Vermieter informierte

2014 teilte der Vermieter den Mietern mit, dass bei einer Untersuchung der Trinkwasseranlage der technische Maßnahmewert für Legionellen überschritten worden sei. 2018 teilte er des Weiteren mit, dass der maximal gemessene Wert 800 KBE/100 ml betrage. Mit diversen Schreiben in 2019 bis 2021 informierte der Vermieter über die Ergebnisse weiterer Untersuchungen, die bei Werten zwischen 700 und 11.800 KBE/100 ml lagen. Er bat in dieser Zeit um vorbeugende Maßnahmen. So sollten die Mieter z. B. Tätigkeiten unterlassen, bei denen Warmwasser fein zerstäubt wird. Ferner sollten sie das Warmwasser vor dem Duschen ablaufen lassen und die Duschköpfe und -schläuche regelmäßig entkalken. 

Mieter reagierten

Die Mieter forderten 2021 die Bestätigung einer Minderung der Miete i. H. v. 25 Prozent. Zudem sollte der Vermieter überzahlte Miete erstatten. Der Vermieter weigerte sich. Daraufhin klagten die Mieter. Sie argumentierten, der Gebrauch der Mietsache sei durch die deutlichen Überschreitungen der Grenzwerte im Trinkwasser erheblich beeinträchtigt. Folge: Eine Minderung sei berechtigt. Der Vermieter hielt dem entgegen, dass infolge der bisherigen und aktuellen Konzentration von Legionellen keine Gesundheitsgefährdung und damit kein Mietminderungsrecht bestehe. 

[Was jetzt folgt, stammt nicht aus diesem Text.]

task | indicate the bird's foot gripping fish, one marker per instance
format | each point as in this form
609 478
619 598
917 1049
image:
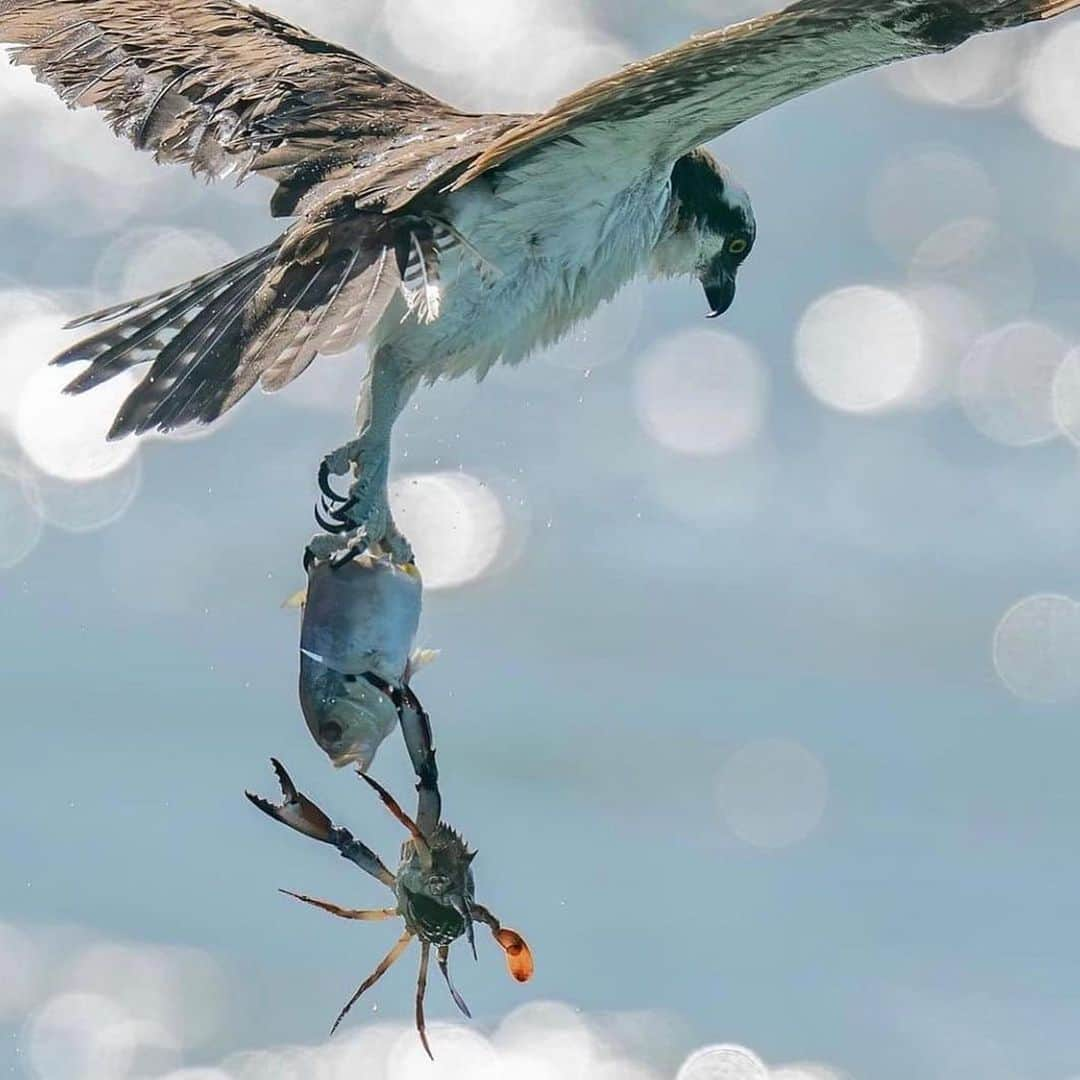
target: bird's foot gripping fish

So entschied das Amtsgericht

Das AG gab den Mietern Recht. Ein Mangel einer Mietwohnung, der ihre Tauglichkeit zum vertragsgemäßen Gebrauch aufhebe oder mindere, sei eine nachteilige Abweichung des tatsächlichen Zustands der Mietsache vom vertraglich geschuldeten. Maßgebend sei, was der Mieter für den vereinbarten Nutzungszweck erwarten könne. 

Mögliche Gesundheitsgefährdung rechtfertigt Mietminderung

Für die Annahme eines Mangels genüge es, wenn die Mietsache nur in Befürchtung einer Gefahr benutzt werden könne, die aufgrund des Zustands der Sache den Eintritt eines Schadens erwarten lasse. So habe es der Bundesgerichtshof (BGH) bereits im Jahr 2006 entschieden. Einer Sicherheit, dass eine Gesundheitsgefährdung bei Nutzung des Trinkwassers tatsächlich eingetreten sei, bedürfe es nicht. Entscheidend sei, dass eine Gesundheitsgefährdung nicht ausgeschlossen werden könne und der Mieter in ständiger Gefahrbesorgnis lebe. Der Mangel ende daher nicht, bevor der Mieter nachvollziehbar entwarnt worden sei. 

Geringere Mietminderung: Gesundheitsgefährdung trat nicht ein

Doch das Gericht gewährte nur eine Minderung i. H. v. 10 Prozent. Es begründete den geringen Wert damit, dass eine höhere Mietminderung nur gerechtfertigt sei, wenn tatsächlich eine Gesundheitsgefährdung bestehe oder eine Erkrankung infolge der Legionellenbelastung eingetreten sei.